Alors, ces projets, c’est quoi ?
J’ai tourné pour M6 « L’internat » qui devrait passer fin octobre, je vais tourner la suite de « Aïcha » avec Yamina Benguigui et Sofia Essaïdi, puis un film en Algérie, j’ai aussi un projet avec Gérard et je viens d’écrire un scénario qui sera tourné en juin pour France 3, intitulé « Tout est bon dans le cochon »…Car j’ai découvert la passion d’écrire et je ne vais pas m’en priver !
Saïda, si vous deviez brosser un portrait de Gérard Jugnot ?

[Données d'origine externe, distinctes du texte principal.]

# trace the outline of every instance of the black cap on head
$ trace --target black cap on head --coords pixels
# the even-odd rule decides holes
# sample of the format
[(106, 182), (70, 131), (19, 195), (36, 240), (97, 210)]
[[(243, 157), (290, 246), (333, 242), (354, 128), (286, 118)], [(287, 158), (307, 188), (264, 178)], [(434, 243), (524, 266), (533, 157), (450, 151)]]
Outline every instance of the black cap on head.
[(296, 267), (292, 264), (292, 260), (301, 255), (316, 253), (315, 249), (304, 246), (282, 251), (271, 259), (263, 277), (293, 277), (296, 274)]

C’est un être complexe car il est assez pessimiste et souvent stressé, il doute beaucoup et n’est pas toujours l’homme jovial qu’il veut montrer. Attention : il n’est ni triste, ni ennuyeux mais il est assez secret, a beaucoup d’interrogations. Il est grave, réfléchit beaucoup et d’ailleurs, ça m’a donné l’idée de lui écrire un rôle, « Albert » un être d’une grande humanité, qui avance avec douceur mais qui va se surpasser, aller au-delà de son questionnement. Un mal de vivre qui sera guéri par la vie elle-même. Un rôle assez grave donc, assez différent de ce qu’il joue, même si aujourd’hui on commence à lui proposer des rôles plus profonds…
- C’est la rançon de l’âge – dit-il en riant – mais je crois avoir un pessimisme de protection : je ne me fais jamais d’illusions, de joie ou de satisfactions à l’avance et si ça marche ça me rend heureux. La différence entre Saïda et moi c’est qu’elle veut manger le monde et moi, aujourd’hui… je le digère !

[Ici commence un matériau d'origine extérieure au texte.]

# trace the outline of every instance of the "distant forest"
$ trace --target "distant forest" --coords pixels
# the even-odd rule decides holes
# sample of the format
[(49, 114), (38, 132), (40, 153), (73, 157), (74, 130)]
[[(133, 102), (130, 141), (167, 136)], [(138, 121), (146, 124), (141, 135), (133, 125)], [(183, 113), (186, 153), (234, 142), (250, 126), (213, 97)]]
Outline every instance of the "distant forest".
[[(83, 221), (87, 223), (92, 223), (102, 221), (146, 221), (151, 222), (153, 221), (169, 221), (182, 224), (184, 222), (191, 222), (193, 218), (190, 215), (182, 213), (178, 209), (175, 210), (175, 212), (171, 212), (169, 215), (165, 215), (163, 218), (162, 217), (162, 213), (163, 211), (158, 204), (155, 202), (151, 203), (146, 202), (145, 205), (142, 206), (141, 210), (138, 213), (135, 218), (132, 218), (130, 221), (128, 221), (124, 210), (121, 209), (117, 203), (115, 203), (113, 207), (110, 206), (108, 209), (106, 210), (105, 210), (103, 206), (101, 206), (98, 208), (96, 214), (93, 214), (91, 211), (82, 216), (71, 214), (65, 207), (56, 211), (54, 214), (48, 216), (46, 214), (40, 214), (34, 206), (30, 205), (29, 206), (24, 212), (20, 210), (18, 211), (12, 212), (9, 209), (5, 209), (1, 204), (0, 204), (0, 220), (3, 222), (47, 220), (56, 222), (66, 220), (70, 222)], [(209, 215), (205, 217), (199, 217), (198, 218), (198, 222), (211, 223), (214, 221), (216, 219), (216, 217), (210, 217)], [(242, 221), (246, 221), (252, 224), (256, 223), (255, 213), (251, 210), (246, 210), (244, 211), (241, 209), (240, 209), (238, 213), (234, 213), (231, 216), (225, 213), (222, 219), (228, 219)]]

Alors justement Gérard, comment voyez-vous Saïda ?
Belle… Ca c’est incontestable ! Elle est vraie, elle a une volonté incroyable et entre nous finalement, si je représente le noir, elle c’est évidemment le rose ! Elle est énergique, optimiste, elle sait calmer mes peurs et elle voit toujours – au contraire de moi – le côté positif des choses. Elle est pour moi un besoin vital, qui me rassure…
J’ai besoin de m’entourer de gens roses !"
Beau duo de cinéma, beau couple « à la ville comme à la scène », deux couleurs – presque Stendhaliennes ! - qui vont très bien ensemble, Gérad Jugnot et Saïda Jawad nous ont fait passer un merveilleux moment de folie sur écran, de charme lors de cette rencontre après la pluie alors qu’un soleil radieux leur servait de décor.